The City of Kelowna has finally changed that, not with a street sign or road name, but a recently erected concrete sign with the words 'Reid's Corner' at the corner of Highway 97 and Sexsmith Road.
But it turns out both the City of Kelowna — and most residents — had the name wrong. The new sign honours a pioneer family that built a grocery store and gas station called 'Reid’s Corners' in 1921.
That store is long gone, having been torn down in the 1960s when the provincial Department of Highways needed the land to improve the intersection of the five roads leading into Reid’s Corners.
John Reid was born in Belfast, Ireland in 1886 and emigrated to Winnipeg in 1904. He moved to the Okanagan in 1910, his son Dennis Reid wrote in the 52nd edition of the Okanagan Historical Society’s annual report, published in 1988.
John Reid married Annie Evelyn Smith, of Rutland, in 1913 and built the store and gas station in 1921 at the north end of Rutland where Rutland Road and Sexmith Road intersected with what is now Old Vernon Road.
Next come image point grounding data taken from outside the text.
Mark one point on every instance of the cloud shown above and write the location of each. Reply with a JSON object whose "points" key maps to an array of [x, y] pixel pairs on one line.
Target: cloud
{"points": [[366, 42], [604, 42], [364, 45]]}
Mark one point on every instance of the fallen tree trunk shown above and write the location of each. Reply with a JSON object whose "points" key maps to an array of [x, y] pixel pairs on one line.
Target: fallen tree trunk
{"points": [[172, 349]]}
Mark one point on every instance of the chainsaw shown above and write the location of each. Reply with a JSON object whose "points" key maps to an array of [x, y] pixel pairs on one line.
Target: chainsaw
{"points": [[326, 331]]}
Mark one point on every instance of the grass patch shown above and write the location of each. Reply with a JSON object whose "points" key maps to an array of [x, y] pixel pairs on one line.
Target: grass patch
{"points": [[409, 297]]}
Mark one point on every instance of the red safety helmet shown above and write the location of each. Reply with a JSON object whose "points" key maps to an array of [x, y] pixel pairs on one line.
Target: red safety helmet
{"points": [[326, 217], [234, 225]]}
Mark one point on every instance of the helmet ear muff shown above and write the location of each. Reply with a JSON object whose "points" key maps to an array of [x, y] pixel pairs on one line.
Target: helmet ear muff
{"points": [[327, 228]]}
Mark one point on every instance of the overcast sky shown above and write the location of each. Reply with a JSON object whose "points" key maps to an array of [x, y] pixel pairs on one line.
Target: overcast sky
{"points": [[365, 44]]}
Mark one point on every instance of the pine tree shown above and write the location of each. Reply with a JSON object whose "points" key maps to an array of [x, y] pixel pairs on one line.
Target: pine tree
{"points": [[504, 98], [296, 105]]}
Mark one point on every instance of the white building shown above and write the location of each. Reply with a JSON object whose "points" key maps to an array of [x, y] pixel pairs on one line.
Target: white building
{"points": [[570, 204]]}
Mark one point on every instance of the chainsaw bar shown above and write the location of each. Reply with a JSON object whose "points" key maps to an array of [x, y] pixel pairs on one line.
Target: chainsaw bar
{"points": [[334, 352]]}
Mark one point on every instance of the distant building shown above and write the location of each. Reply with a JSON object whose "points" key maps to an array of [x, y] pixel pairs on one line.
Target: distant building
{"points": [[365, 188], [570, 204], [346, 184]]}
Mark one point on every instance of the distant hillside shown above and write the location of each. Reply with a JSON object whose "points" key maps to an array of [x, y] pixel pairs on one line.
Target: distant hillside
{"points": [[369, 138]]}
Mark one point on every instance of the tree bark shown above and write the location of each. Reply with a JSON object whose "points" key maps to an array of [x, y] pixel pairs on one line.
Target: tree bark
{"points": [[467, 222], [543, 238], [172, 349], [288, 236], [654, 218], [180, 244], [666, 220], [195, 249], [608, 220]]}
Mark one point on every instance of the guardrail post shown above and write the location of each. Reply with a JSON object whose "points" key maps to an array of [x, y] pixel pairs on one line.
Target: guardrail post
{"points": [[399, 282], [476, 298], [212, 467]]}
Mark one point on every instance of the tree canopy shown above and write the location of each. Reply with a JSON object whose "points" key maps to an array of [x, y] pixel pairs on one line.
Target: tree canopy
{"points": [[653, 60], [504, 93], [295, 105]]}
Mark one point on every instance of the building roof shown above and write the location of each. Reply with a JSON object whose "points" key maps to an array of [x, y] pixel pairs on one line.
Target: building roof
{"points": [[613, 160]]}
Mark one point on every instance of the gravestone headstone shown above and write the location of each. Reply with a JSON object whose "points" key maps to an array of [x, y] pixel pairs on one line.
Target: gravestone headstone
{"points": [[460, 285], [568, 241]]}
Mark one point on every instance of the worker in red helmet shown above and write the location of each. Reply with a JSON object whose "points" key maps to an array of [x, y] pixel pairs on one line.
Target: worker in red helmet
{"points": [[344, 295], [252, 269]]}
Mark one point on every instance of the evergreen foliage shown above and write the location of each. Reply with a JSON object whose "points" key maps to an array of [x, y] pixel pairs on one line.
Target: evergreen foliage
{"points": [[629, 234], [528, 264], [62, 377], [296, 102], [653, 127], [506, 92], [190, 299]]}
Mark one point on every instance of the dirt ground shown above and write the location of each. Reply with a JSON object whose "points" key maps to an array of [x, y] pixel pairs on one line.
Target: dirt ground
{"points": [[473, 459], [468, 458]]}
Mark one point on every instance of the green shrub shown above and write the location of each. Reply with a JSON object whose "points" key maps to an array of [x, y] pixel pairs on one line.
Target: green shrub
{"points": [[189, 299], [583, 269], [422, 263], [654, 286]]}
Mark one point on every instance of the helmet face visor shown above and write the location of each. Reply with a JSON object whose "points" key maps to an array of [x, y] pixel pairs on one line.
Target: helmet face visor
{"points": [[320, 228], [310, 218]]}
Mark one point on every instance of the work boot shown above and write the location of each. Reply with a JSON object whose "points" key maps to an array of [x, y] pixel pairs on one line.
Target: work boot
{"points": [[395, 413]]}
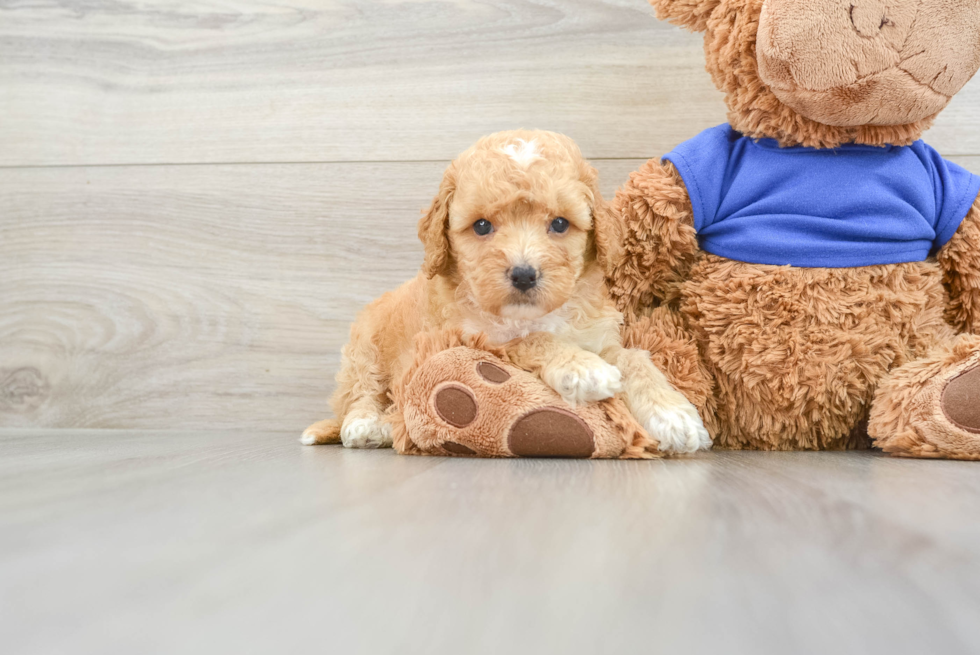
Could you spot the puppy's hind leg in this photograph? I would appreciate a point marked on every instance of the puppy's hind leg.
(662, 410)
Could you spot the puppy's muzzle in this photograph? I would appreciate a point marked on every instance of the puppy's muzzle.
(524, 278)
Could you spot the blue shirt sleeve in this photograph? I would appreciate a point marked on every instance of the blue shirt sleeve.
(956, 191)
(703, 163)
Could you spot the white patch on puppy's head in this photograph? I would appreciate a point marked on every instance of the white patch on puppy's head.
(523, 152)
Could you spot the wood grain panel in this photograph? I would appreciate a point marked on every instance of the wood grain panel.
(355, 80)
(191, 296)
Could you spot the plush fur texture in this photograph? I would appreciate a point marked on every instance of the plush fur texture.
(496, 212)
(807, 358)
(731, 33)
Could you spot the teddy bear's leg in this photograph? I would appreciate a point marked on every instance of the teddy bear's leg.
(471, 402)
(930, 407)
(674, 351)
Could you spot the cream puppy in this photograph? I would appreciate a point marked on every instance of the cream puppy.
(517, 244)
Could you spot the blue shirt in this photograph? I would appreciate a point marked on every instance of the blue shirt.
(849, 206)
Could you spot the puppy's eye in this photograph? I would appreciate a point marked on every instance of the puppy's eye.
(483, 227)
(559, 225)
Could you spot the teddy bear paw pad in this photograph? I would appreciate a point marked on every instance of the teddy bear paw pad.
(551, 432)
(961, 400)
(456, 405)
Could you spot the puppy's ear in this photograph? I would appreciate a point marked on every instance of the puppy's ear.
(690, 14)
(434, 228)
(607, 227)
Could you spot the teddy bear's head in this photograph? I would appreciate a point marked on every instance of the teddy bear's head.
(825, 72)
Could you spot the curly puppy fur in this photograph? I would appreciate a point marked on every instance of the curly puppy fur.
(565, 328)
(790, 358)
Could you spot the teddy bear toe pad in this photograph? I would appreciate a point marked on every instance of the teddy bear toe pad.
(456, 405)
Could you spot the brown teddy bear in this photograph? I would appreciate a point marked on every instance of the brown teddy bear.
(820, 260)
(462, 396)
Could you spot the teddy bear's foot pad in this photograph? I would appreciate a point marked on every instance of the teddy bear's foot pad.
(931, 407)
(551, 432)
(961, 400)
(470, 402)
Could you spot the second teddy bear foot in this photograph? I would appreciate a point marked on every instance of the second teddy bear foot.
(931, 407)
(469, 401)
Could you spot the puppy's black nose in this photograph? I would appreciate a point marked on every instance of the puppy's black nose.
(524, 278)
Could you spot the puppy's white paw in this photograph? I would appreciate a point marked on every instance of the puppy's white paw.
(363, 431)
(584, 378)
(678, 428)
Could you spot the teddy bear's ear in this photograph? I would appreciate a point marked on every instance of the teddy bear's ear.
(691, 14)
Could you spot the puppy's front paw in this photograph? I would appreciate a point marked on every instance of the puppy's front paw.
(583, 378)
(678, 428)
(365, 431)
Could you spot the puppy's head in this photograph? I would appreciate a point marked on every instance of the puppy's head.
(517, 222)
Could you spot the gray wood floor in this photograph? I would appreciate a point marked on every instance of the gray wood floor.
(245, 542)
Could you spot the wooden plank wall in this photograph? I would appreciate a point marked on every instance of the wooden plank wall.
(196, 197)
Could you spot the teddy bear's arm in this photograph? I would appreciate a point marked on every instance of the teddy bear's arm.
(960, 261)
(660, 244)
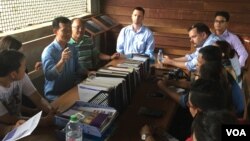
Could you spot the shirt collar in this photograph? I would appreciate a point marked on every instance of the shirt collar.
(225, 33)
(72, 41)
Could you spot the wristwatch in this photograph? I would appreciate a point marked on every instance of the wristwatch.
(144, 136)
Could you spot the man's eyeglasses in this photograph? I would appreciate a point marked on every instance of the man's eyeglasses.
(220, 21)
(189, 105)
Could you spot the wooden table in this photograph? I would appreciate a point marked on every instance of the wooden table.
(128, 123)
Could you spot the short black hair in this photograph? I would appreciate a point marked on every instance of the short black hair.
(211, 53)
(140, 9)
(200, 27)
(10, 60)
(226, 49)
(58, 20)
(223, 14)
(9, 42)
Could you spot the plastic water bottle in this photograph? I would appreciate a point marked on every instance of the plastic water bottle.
(160, 56)
(73, 129)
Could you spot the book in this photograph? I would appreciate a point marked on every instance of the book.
(95, 118)
(23, 130)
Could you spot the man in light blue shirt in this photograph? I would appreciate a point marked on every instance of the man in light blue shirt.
(221, 20)
(136, 38)
(60, 61)
(200, 36)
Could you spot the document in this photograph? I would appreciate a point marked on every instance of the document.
(25, 129)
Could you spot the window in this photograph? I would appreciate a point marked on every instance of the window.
(18, 14)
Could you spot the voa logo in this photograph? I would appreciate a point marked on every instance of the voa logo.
(236, 132)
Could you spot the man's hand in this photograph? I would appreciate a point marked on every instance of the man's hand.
(115, 56)
(66, 54)
(167, 60)
(18, 123)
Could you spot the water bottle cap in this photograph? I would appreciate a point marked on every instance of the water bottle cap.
(73, 118)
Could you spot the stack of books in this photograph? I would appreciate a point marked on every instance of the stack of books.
(95, 119)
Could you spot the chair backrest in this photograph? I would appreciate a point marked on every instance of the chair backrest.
(246, 77)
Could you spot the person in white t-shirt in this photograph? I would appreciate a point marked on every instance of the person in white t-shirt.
(14, 82)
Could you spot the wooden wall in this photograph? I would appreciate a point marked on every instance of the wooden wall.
(169, 19)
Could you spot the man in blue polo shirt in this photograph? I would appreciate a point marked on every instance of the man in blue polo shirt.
(60, 61)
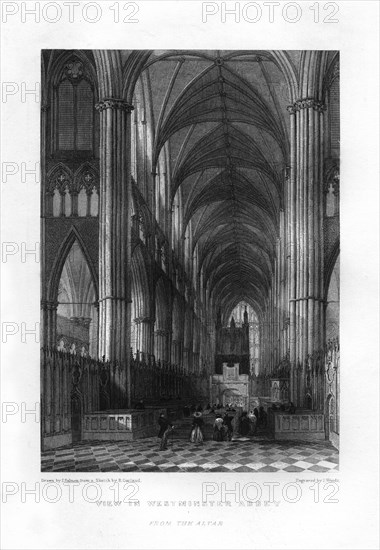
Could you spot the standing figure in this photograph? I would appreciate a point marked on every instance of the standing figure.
(165, 429)
(227, 422)
(252, 423)
(196, 435)
(218, 428)
(244, 424)
(262, 417)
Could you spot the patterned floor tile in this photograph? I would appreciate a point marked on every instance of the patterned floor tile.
(240, 455)
(304, 465)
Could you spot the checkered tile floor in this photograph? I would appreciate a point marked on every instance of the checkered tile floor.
(257, 454)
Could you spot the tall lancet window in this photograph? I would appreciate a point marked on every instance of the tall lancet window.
(74, 109)
(243, 312)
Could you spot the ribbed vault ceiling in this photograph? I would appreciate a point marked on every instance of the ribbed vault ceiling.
(222, 118)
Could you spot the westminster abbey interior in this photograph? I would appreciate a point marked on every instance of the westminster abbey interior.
(190, 256)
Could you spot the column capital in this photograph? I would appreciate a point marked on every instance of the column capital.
(139, 320)
(114, 103)
(46, 304)
(306, 103)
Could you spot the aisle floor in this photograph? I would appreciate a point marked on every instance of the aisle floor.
(257, 454)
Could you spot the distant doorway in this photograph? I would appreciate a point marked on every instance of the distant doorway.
(76, 418)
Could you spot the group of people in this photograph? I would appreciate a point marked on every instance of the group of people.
(246, 424)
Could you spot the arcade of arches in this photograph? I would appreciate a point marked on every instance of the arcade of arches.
(190, 227)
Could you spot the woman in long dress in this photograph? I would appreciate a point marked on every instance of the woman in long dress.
(218, 434)
(196, 435)
(165, 429)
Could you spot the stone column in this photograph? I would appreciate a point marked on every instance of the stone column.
(305, 203)
(114, 229)
(49, 324)
(145, 331)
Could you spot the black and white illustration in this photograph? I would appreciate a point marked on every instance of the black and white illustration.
(190, 261)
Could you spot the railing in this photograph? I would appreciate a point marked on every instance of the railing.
(71, 381)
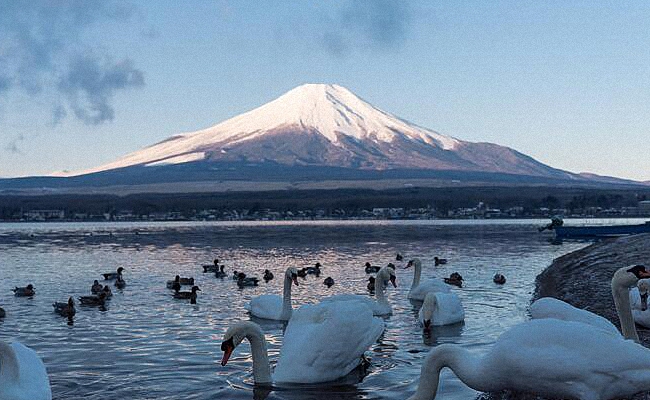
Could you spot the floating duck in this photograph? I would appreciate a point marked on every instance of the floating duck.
(113, 275)
(65, 309)
(211, 267)
(93, 300)
(268, 275)
(220, 273)
(26, 291)
(188, 295)
(454, 279)
(96, 287)
(371, 269)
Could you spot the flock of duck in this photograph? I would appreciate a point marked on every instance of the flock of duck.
(562, 351)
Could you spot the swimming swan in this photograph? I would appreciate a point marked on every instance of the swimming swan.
(22, 374)
(323, 342)
(548, 357)
(380, 305)
(419, 290)
(272, 306)
(440, 309)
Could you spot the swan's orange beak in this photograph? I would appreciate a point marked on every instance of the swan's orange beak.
(227, 347)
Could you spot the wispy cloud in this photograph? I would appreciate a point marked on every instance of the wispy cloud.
(379, 23)
(43, 48)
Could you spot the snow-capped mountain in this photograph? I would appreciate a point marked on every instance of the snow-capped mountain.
(329, 126)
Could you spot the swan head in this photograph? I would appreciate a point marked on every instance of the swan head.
(235, 335)
(292, 275)
(644, 287)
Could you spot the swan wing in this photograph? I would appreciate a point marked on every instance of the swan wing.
(324, 342)
(559, 358)
(267, 306)
(449, 311)
(33, 382)
(549, 307)
(420, 291)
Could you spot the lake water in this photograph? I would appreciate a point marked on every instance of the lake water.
(148, 346)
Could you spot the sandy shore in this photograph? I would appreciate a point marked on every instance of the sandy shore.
(583, 279)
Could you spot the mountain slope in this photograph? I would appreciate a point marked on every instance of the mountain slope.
(328, 126)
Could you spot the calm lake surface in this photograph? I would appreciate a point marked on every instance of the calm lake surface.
(147, 345)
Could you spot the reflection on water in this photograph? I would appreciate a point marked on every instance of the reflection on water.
(145, 345)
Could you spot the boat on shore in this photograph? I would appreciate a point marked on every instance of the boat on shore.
(594, 231)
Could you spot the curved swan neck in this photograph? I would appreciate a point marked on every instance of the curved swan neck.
(460, 361)
(417, 271)
(261, 366)
(9, 366)
(286, 297)
(620, 292)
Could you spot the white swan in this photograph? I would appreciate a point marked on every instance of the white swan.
(22, 374)
(549, 307)
(624, 279)
(441, 309)
(323, 342)
(639, 303)
(380, 305)
(272, 306)
(419, 290)
(548, 357)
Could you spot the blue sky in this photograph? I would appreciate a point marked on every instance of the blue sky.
(566, 82)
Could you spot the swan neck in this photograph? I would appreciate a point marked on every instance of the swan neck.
(417, 271)
(261, 366)
(9, 366)
(286, 298)
(624, 310)
(460, 361)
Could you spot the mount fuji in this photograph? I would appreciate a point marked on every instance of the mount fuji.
(313, 133)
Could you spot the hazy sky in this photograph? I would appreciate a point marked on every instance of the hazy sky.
(566, 82)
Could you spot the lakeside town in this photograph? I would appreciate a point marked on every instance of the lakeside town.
(480, 211)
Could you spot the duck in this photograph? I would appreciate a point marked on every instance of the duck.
(214, 267)
(380, 305)
(188, 295)
(322, 343)
(499, 279)
(93, 300)
(23, 375)
(440, 309)
(371, 284)
(454, 279)
(245, 281)
(26, 291)
(315, 270)
(65, 309)
(120, 283)
(272, 306)
(268, 275)
(553, 358)
(420, 289)
(96, 287)
(371, 269)
(113, 275)
(220, 274)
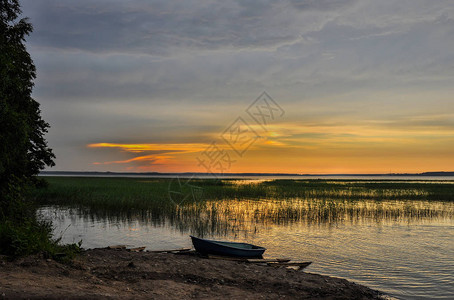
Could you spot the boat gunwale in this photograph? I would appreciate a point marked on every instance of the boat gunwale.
(223, 244)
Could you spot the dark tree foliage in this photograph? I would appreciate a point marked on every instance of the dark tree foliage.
(23, 148)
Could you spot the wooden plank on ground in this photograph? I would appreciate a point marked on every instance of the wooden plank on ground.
(210, 256)
(117, 247)
(138, 249)
(274, 260)
(170, 251)
(295, 264)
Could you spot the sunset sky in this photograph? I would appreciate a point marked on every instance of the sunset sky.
(168, 86)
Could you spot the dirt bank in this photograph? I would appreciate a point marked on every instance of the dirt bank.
(119, 274)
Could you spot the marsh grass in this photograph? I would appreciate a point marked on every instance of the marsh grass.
(227, 206)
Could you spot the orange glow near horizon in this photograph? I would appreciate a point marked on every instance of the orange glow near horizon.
(293, 148)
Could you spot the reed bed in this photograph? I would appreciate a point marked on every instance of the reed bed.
(204, 206)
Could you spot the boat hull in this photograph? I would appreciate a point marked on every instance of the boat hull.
(205, 247)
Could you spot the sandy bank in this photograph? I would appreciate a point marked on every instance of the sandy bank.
(119, 274)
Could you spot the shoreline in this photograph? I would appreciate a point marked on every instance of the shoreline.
(120, 274)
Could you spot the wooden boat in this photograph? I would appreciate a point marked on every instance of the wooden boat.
(205, 247)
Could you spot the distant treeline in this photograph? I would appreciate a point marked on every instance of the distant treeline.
(75, 173)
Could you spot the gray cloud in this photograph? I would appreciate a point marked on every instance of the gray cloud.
(172, 71)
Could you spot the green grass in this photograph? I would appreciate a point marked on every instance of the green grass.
(209, 206)
(126, 194)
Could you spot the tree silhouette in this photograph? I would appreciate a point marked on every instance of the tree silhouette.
(23, 148)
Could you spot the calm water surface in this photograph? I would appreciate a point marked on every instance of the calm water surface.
(403, 248)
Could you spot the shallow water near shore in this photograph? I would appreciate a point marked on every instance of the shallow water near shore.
(402, 248)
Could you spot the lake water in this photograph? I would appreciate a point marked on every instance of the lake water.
(402, 248)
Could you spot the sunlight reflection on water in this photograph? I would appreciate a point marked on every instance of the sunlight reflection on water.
(404, 248)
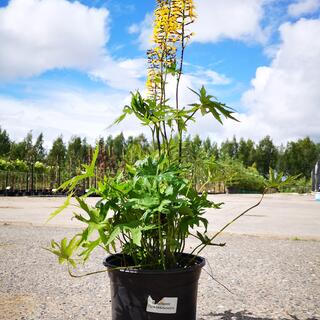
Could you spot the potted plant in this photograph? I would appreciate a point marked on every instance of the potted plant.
(146, 211)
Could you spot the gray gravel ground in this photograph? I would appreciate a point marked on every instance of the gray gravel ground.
(269, 278)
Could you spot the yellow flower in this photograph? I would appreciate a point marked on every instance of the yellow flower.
(170, 20)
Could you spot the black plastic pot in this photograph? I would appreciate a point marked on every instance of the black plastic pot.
(153, 294)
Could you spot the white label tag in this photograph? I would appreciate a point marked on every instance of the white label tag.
(165, 305)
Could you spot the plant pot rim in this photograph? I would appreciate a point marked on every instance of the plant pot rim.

John Reid was a steam engineer on the Prairies before coming to the Okanagan and continued that work, mostly at local sawmills, while his wife was the chief storekeeper, their son wrote.
Image Credit: Submitted/Okanagan Historical Society
“Originally there were only three corners, the fourth and fifth being created in 1923, when the Government built the 'shortcut' through Ellison, which is now the main highway running past the Kelowna Airport,” Dennis Reid wrote.
Supplies originally had to be shipped from Vancouver to Vernon then by boat to Bernard Avenue in downtown Kelowna. That was before the rail line was completed from Vernon to Kelowna in 1925.
“Later they (supplies) came by train and were put off at the local Rutland train station,” Dennis Reid wrote. “It is worth noting that these goods often sat for several hours at the un-manned station but nothing was ever stolen — a tribute to the people of the day.”
In 1926, John Reid built a large dining hall to cater to workers at a new nearby packing house but the season was so short that it did not prove viable. The dining hall was converted to a new home for the family, turning the old living quarters into an expanded grocery store.
“Rural electricity did not arrive until the 1930s, so illumination for evening hours was originally kerosene and Aladdin lamps and later the Coleman gasoline lamps,” Dennis Reid wrote. “Refrigeration for butter, milk, meat and soft drinks was by ice. 'Putting up the ice' was an annual winter chore, when groups of residents spent a week or two cutting blocks of ice for storage from nearby ponds.”
Many of those ponds are now gone, he noted.
“Mr. Reid was independent so he handled three different brands of gasoline from three pumps, quite unique among merchants of the Valley,” Dennis Reid wrote.
In 1938 the store and property were sold to Stan Duggan of Winfield and later to the Hall family. The Reids moved to Vancouver where they died in 1958 and 1960.
Crossroads Supplies in 2003
Image Credit: Facebook/Old Kelowna
In the 1950s there were two stores at Reid’s Corners, according to a report about the Rutland Board of Trade in the 55th Edition of the Okanagan Historical Society. One was the original Reid’s Corners store and the other the Crossroads Supplies.
The stores are still fondly remembered. An October 2020 posting on the Old Kelowna Facebook page drew dozens of responses from people with fond memories of, at least, the Crossroads Supplies store.
The recent widening of Highway 97 and the relocation of Rutland Road to a roundabout at its intersection with Old Vernon Road means there are no longer five roads at Reid’s Corners.
But, the name — or, at least, the City of Kelowna's version of the name, which says Corner instead of Corners — is now emblazoned on the concrete wall, even though it’s still surrounded by a construction fence.
(ROB MUNRO / iNFOnews.ca)
The City of Kelowna is spending $90,000 on the project started last fall that will continue to the fall of 2021.
“A meadow planting is planned for the area and will be seeded with native and regionally appropriate species that thrive in our climate,” the City says on its website. “The meadow will evolve over time as the grasses and flowering plants blend into a stable ecosystem.”